Conclusion and perspective

Providing fiber aerosols of controlled individual fiber concentration for fiber toxicological inhalation studies as well as for assessing aerosol measurement performance and exposure limit control strategies is an important task.

Here, a dry dispersion aerosolization technique was developed that uses mixtures of nanofiber materials and microscale beads that are fed continuously through a Venturi nozzle to generate nanofiber-containing aerosols. The technique was studied for two morphologically very different MWCNT materials in glass bead mixtures of varied mass ratio. Aerosols were characterized by CPC, SMPS, APS, and morphological analysis of filter samples with SEM to determine and categorize the morphological composition of the generated aerosols, relative and absolute concentrations of individual fibers as well as fiber length and diameter distributions.

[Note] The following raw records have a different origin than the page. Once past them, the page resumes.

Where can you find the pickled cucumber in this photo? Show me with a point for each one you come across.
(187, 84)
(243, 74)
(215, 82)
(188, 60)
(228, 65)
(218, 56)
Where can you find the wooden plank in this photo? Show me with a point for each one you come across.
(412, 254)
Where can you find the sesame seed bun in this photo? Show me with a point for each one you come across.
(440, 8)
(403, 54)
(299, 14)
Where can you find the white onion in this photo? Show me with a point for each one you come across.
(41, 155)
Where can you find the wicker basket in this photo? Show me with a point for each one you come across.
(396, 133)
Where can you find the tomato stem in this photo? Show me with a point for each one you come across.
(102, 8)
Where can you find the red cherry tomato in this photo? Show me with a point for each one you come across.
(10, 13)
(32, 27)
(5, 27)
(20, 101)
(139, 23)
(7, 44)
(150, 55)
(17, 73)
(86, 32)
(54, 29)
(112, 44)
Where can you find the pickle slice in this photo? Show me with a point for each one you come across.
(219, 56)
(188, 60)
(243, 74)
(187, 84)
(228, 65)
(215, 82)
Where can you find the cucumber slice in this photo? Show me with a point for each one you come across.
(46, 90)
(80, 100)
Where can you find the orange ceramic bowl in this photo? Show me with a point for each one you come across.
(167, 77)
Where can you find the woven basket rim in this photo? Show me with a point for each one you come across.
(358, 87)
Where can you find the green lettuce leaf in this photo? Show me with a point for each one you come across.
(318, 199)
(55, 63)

The generator allows controlling the aerosol concentration in an extremely wide range. Aerosols of up to 2 × 1010 individual nanofibers per m3 were generated at a flow rate of 20 L/min. The obtained MWCNT aerosols contained a high fraction of individual fibers of up to 34%. The toxicological relevance of the obtained fiber aerosols was assessed by quantifying to the content of fibers of WHO geometry. The thicker and more loosely agglomerated material ARIGM001 resulted in a higher content of WHO fibers in the aerosol than Baytubes, both in relative and absolute concentration.

Compared to liquid dispersion and aerosolization of CNTs, dry mixing with glass bead exhibits a number of benefits. It requires neither chemical nor mechanical pre-treatment of the CNTs. Since dry mixtures do not sediment, no possibly toxic organic solvents and surfactants are required to achieve stable dispersions in glass beads. Glass beads are an inexpensive dilution material and may be re-used. Similar to dryer columns for liquid atomization, also our dry dispersion technique requires an additional cyclone stage for downstream separation of glass beads and CNTs. The dry aerosolization process was found to allow high aerosol stability. Observed concentration fluctuations were attributed to partially inhomogeneous mixing of CNTs and glass beads, a process step that requires further improvement.

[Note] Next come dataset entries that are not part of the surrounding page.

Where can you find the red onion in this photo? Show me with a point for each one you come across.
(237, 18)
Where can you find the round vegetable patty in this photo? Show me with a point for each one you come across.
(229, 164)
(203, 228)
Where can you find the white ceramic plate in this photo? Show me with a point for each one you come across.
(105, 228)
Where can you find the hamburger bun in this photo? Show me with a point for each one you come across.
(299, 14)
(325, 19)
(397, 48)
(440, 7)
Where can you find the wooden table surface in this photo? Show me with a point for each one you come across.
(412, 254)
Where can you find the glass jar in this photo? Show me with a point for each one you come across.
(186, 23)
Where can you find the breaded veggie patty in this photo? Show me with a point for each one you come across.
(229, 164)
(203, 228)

Future work should be devoted to

  • Wind-sifting glass beads prior to use in order to reduce the glass fragment concentration.

  • Studying triboelectric charge separation during mixing and its role in attaching nanoscale fragments to beads.

  • Optimizing dry mixing to further improve the intended mixing with glass bead and to control ball milling effects of MWCNTs.

  • Improving process stability via a feedback loop of the CPC concentration to the powder feeding rate.

  • Estimating the energy transfer necessary to breakup or disentangle CNT agglomerates.

  • Varying the air flow rate through the Venturi nozzle that governs dispersive forces.

  • Further narrowing of the morphological distribution of the aerosol by the use of less tangled materials.